My Life Lately


I am now on my 3rd month of being unemployed. Yes, 3 months ago, I decided to quit work and currently on the process of becoming a full time work at home mom. Is it all worth it? What am I doing right now? Am I happy now? Well, let me tell you.

Is it all worth it? YES. As I always say, you wouldn’t know until you get there. How will you know what the other end of the bridge offers if you won’t cross it? So, I took the risk and now crossing the bridge. For a short period of three months, I am able to discover what more I can do for myself and my family. I was able to discover that there are a lot of things I can do while working at home instead of hustling the 8 to 5 job for 6 days a week plus 2 hours of travel from home to work and vice versa.

What am I doing right now? Since I have a small knowledge in the online business and its current trend in the Philippine market, I took the advantage and the opportunity to start as early as now. I was already in the industry for the past three years. In 2014, I was able to take online selling as a part-time job until the later part of 2015. But when 2016 came additional workload also went in. That’s the time my online business started to fade. That’s why when I came back to business, I felt so much regret. I was like back to zero. My former re-sellers already have new suppliers. I need to build a new set of audience again. I need to introduce my shop all over again. And such. (Sigh). But! Nevertheless, I am already here and there’s no sense dwelling so much regretting.

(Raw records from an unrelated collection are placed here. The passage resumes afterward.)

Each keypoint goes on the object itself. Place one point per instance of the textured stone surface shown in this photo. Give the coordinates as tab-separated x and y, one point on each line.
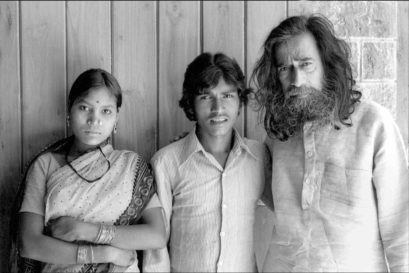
382	93
354	18
379	61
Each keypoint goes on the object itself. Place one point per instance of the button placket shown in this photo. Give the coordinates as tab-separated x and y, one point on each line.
309	163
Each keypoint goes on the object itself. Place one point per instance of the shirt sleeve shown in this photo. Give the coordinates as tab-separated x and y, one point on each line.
390	178
35	188
158	260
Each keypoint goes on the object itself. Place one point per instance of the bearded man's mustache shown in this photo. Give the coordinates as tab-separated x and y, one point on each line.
290	110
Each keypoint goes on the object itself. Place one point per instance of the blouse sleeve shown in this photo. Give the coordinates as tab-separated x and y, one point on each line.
35	188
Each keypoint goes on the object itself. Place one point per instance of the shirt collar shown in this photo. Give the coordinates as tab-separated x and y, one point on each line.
192	145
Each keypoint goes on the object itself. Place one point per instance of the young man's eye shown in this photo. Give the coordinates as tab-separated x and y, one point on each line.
282	69
204	97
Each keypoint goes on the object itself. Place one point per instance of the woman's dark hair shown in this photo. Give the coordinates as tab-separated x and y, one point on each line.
334	54
205	72
93	78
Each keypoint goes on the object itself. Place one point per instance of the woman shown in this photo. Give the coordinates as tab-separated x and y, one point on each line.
82	198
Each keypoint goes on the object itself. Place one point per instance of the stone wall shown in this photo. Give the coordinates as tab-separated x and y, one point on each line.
370	27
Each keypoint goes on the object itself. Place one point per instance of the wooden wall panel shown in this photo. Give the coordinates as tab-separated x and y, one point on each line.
88	37
179	44
402	109
43	74
223	30
10	133
135	67
262	17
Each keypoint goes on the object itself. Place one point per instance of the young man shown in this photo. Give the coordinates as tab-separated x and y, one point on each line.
209	181
339	187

At the beginning of getting back to business, the normal difficulty in starting up was there. With much hardwork, patience and perseverance, I slowly feel that I am already in. Little by little people get to know about my shop and the kind of service I give. Thank God I am now being able to get my business back in its shape.

Am I happy now?  Absolutely, YES. Why? The main objective of quitting my former work is to take care of my son. He’s the happiest person in the whole world when I left work. I am now able to see if my son really eats his food, do his homework and takes a nap in the afternoon. I am now able to keep our home clean at all times. Although, I am now the only one who is in charge doing the laundry. Haha. Along with taking care of my son and keeping our home, I am still able to hustle with my business. I am also thankful because my son helps me in doing my business.

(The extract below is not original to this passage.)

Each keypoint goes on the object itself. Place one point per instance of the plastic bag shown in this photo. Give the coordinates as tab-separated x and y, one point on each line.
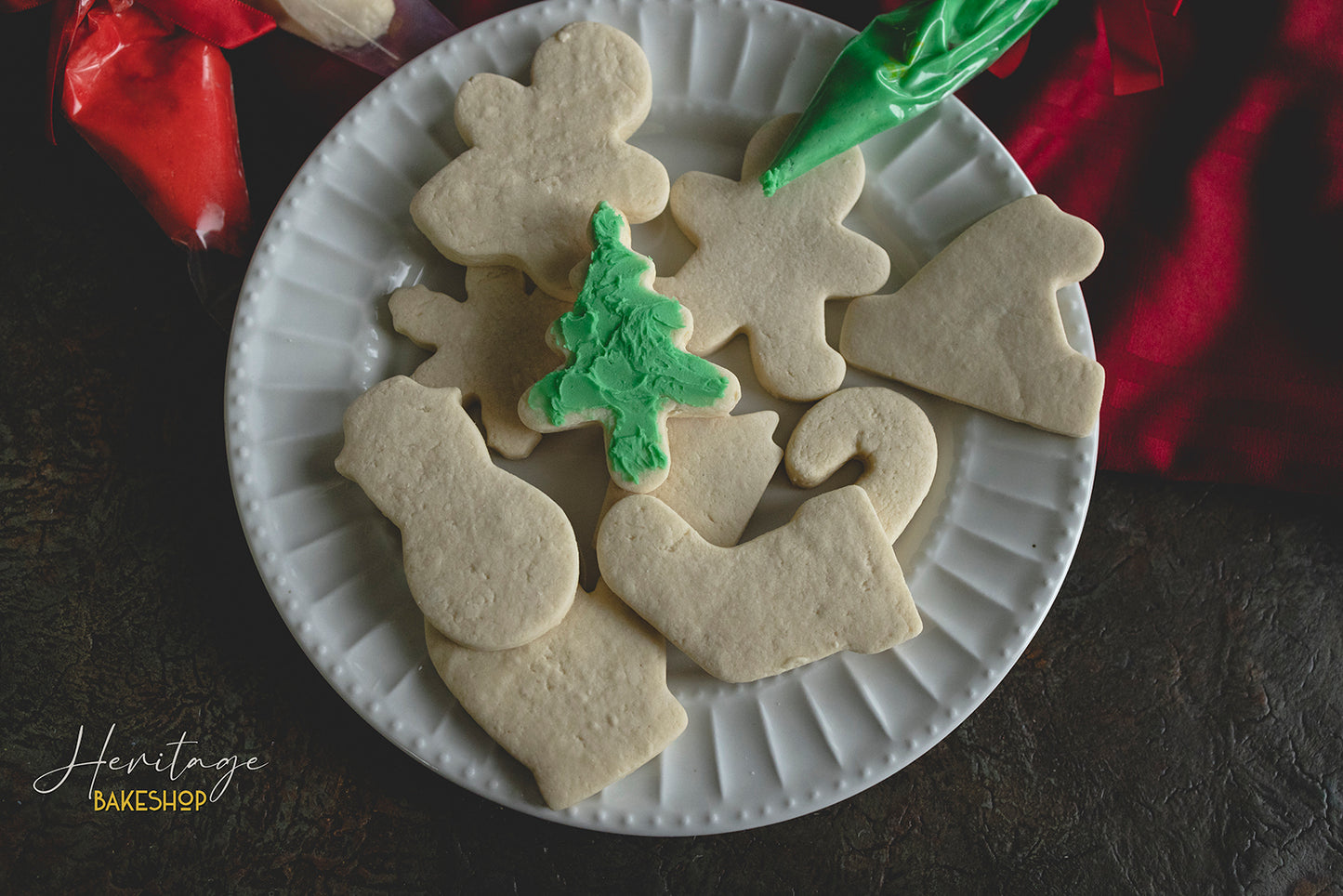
380	35
157	104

The joy of working on your own is that there’s lesser stress. Lesser people to deal with upfront. No officemates and office drama. Another good deal, I am the boss of my own. I can even work on my pajamas, no comb and no bath, I can even lie on the bed anytime I want. I don’t have to spend time travelling going to work. And all the perks you could think of working from home.

Am I still open in going back to corporate world? With no hypocrisy, YES. Before I quit work, I tell this to those people who questioned my resignation. I am still young. When am I going to start my own business? When I am already old, sick and not able to move? NO. As long as I am young and able, I should start my own business. So if my business didn’t succeed, I am still able to look for a job at the corporate world. Hustle again and save again and if luck will be good again at me, start another business.  And on the other side, if I succeed, I could build an empire for my son and grandchildren then, retire early.

So I tell you this people, as others also do. Work and hustle at the corporate world in your 20’s and build your dreams in your 30’s. Don’t settle yourself working for the rich people. Mind you, they’re already rich and will die rich. As the saying goes, it is not your fault to be born poor but it is your fault to die poor. Don’t let that to happen. Instead, start saving for you to put up your own business in the future. Work your ass so hard until you get rich. Always remember this, no employee will become rich.